Время вышло. Я безнадежно рыдал.
– Ты действительно хочешь получить Кровь, Амадео? – спросил я. – Скажи, что ты навсегда отказываешься от солнца, а источником твоего благополучия навеки станет кровь злодея.
– Клянусь! – прошептал он.
– Ты хочешь жить вечно и никогда не меняться? Питаться кровью смертных, твоих бывших братьев и сестер?
– Да, никогда не меняться. Жить среди смертных, моих бывших братьев и сестер.
Я подарил ему последний Поцелуй Крови. А затем поднял и отнес к ванне.
Я сорвал с него тяжелые грязные одежды и положил его в теплую воду, где с помощью собственной крови исцелил все раны, нанесенные лордом Гарлеком. Я навеки сбрил каждый волосок, пробивавшийся на его лице.
Теперь он был готов к ритуалу, словно жертва, приведенная на заклание. Сердце билось все медленнее, веки отяжелели, и он уже не мог открыть глаза.
Я надел на него простую длинную рубашку из шелка и, как ребенка, вынес из комнаты.

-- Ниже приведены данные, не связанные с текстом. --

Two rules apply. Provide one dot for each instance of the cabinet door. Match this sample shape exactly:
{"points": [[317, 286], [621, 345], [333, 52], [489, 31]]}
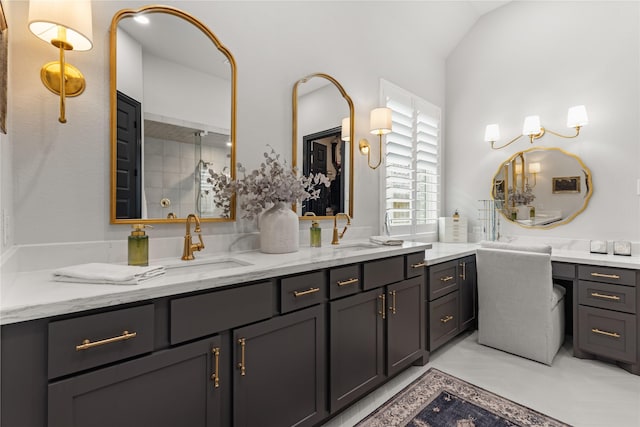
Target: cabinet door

Нас ожидали взволнованные домочадцы. Не помню, что я им нагородил. Я словно обезумел. Бьянку я попросил успокоить и поблагодарить остальных, а также передать им, что жизни Амадео ничто не угрожает и что я сам о нем позабочусь.
– Оставь нас, моя красавица, – сказал я и поцеловал ее, держа на руках Амадео. – Доверься мне, и я прослежу, чтобы тебе никогда не приходилось страдать.
Я видел, что она поверила. Она перестала бояться.
Через несколько мгновений мы с Амадео остались наедине.
Я понес его в самые великолепные покои – в то помещение, на стенах которого я, полагаясь лишь на память и мастерство, скопировал грандиозную фреску Гоццоли «Шествие волхвов».
Очутившись среди буйства красок и огромного разнообразия сюжетов, я поставил его босыми ногами на холодный мраморный пол и поцеловал, влив в него обильный поток крови.
С помощью Огненного дара я зажег канделябры по обе стороны комнаты. Картина озарилась светом.
– Можешь встать, мой верный ученик, – сказал я. – По твоим жилам струится моя кровь, погасившая яд. Мы приступаем.